"Moldy old books" THAT ARE PUBLIC DOCUMENTS, CREATED WITH PUBLIC FUNDS BY PUBLIC OFFICIALS AND STORED IN PUBLIC BUILDINGS do not "generally get thrown away or burned". (Fascist and communist states excepted.) They get restored, preserved, indexed, and hopefully digitized.
I mean, if only there were some national umbrella group of archives that had entire departments of people devoted to techniques for preventing and restoring damaged materials, who published their findings on paper and online for free, who hold regular disaster planning and archives management conferences, who promote best practices, who are extremely active on social media and could have helped if only the state had bothered to ask them about the mold situation OH WAIT THERE IS http://www.archives.gov/preservation/emergency-prep/disaster...
.
.
.
(All that being said, I do agree that the key factor in this travesty was probably ignorance rather than malice, as it is in so many situations. But given the state's history and the unusualness of this act, the blogger's skepticism is definitely warranted. And just to reiterate, the Heritage Society was willing to take the records in for free. They were the initial volunteers cleaning out that yucky basement, too. I don't think even the state is trying to play the "expensive" card.)
They were marked for destruction 50 years ago by those publicly funded officials. That they remained is something in itself.
The blog post says they'd secured space and funding for restoration; it's curious then why they left everything in the basement if they had the space set up. And, calling the state archivists (knowing they were out of their league) suggests they were far out enough that reading SOPs and tweeting folks wasn't going to cut it.
I can certainly see a case where the state group, with what can't be unlimited funds, did a cost-benefit analysis and determined that it wasn't worth it. That makes sense to me -- maybe I'm not intimate enough with the industry to know what really happens.

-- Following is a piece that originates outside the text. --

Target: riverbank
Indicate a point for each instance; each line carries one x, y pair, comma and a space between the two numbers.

I'm surprised with the hostility here; I acknowledge that your profession is very important to you, but seriously, this isn't an attack.
I mean, if only there were some national umbrella group of archives that had entire departments of people devoted to techniques for preventing and restoring damaged materials, who published their findings on paper and online for free, who hold regular disaster planning and archives management conferences, who promote best practices, who are extremely active on social media and could have helped if only the state had bothered to ask them about the mold situation OH WAIT THERE IS http://www.archives.gov/preservation/emergency-prep/disaster...
. . .
(All that being said, I do agree that the key factor in this travesty was probably ignorance rather than malice, as it is in so many situations. But given the state's history and the unusualness of this act, the blogger's skepticism is definitely warranted. And just to reiterate, the Heritage Society was willing to take the records in for free. They were the initial volunteers cleaning out that yucky basement, too. I don't think even the state is trying to play the "expensive" card.)